Page:Guizot - Histoire générale de la civilisation en Europe, 1838.djvu/416

La bibliothèque libre.
Cette page n’a pas encore été corrigée

Je ne puis prétendre, dans le court espace de temps qui me reste, à suivre devant vous toutes les phases de la grande révolution morale qui s’est alors accomplie. Je ne voudrais pas cependant vous quitter sans avoir appelé votre attention sur quelques traits peut-être trop peu remarqués.

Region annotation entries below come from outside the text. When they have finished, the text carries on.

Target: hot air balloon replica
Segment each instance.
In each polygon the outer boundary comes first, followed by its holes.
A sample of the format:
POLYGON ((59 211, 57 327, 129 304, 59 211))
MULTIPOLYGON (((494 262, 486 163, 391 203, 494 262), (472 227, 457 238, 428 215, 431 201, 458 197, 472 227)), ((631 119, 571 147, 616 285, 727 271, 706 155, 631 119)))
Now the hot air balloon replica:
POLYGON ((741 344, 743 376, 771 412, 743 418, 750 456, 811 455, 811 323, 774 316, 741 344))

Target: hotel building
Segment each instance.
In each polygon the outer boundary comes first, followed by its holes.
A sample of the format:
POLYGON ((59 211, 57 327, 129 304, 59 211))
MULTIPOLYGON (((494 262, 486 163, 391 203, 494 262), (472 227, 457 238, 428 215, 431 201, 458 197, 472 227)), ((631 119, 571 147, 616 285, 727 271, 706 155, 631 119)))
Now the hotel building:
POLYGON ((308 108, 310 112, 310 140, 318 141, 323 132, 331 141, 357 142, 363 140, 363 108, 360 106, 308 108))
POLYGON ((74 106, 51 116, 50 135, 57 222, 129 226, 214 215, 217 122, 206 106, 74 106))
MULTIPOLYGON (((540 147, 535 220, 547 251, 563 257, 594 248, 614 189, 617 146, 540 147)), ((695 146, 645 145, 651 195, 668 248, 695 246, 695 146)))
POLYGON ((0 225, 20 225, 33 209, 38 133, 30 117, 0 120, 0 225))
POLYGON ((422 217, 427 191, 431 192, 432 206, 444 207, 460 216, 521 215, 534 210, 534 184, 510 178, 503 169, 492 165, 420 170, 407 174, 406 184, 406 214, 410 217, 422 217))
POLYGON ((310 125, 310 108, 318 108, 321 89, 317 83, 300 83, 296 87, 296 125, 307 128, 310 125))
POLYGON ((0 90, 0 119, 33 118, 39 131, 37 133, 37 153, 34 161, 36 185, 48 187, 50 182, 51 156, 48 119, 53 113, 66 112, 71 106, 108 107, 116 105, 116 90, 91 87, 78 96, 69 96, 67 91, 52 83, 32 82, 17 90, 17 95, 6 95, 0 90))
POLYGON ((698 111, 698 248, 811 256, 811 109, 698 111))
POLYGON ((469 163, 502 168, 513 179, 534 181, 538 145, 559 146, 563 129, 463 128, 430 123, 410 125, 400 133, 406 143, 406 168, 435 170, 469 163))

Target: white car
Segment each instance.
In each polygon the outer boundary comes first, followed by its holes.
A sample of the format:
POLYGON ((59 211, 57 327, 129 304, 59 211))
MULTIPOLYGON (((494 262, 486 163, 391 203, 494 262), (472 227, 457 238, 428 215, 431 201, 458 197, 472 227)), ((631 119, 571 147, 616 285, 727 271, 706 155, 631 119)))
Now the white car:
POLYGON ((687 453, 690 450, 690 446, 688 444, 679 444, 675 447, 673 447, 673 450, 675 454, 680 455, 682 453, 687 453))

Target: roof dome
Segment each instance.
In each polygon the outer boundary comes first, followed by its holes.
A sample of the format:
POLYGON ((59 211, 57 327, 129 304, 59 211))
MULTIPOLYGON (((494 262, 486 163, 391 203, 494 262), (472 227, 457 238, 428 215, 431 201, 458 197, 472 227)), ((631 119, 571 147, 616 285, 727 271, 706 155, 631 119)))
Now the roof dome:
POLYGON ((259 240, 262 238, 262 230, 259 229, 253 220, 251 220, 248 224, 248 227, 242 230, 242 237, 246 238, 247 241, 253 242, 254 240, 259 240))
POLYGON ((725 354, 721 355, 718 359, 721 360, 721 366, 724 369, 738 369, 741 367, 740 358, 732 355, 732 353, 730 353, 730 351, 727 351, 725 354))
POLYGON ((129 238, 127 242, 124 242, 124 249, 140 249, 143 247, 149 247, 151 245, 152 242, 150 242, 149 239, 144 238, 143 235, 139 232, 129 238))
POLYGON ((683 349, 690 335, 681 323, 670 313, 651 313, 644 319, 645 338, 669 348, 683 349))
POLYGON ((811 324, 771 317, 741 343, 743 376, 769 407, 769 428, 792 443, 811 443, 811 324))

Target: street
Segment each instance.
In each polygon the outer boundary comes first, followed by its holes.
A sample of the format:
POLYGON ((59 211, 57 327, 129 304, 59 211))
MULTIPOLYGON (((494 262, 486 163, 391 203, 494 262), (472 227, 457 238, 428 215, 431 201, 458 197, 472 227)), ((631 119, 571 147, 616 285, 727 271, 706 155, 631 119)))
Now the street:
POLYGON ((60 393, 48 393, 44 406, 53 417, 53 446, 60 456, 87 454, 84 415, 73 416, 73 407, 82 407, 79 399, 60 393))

Le premier, celui qui me frappe d’abord et que je viens déjà d’indiquer, c’est la disparition pour ainsi dire à peu près complète du gouvernement dans le cours du dix-huitième siècle, et l’apparition de l’esprit humain comme principal et presque seul acteur. Excepté en ce qui touche les relations extérieures, sous le ministère du duc de Choiseul, et dans quelques grandes concessions faites à la direction générale des esprits, par exemple dans la guerre d’Amérique ; excepté, dis-je, dans quelques événements de ce genre, il n’y a jamais eu peut-être un gouvernement aussi inactif, aussi apathique, aussi inerte que le gouvernement français de ce temps. À la place de ce gouvernement si actif, si ambitieux, de Louis XIV, qui était partout, se mettait à la tête de tout, vous avez un pouvoir qui ne travaille qu’à s’effacer, à se tenir à l’écart, tant il se sent faible et compromis. L’activité, l’ambition a passé du côté du pays. C’est le pays qui, par son opinion, par son mouvement intellectuel, se mêle de tout, intervient dans tout, possède seul enfin l’autorité morale, qui est la véritable autorité.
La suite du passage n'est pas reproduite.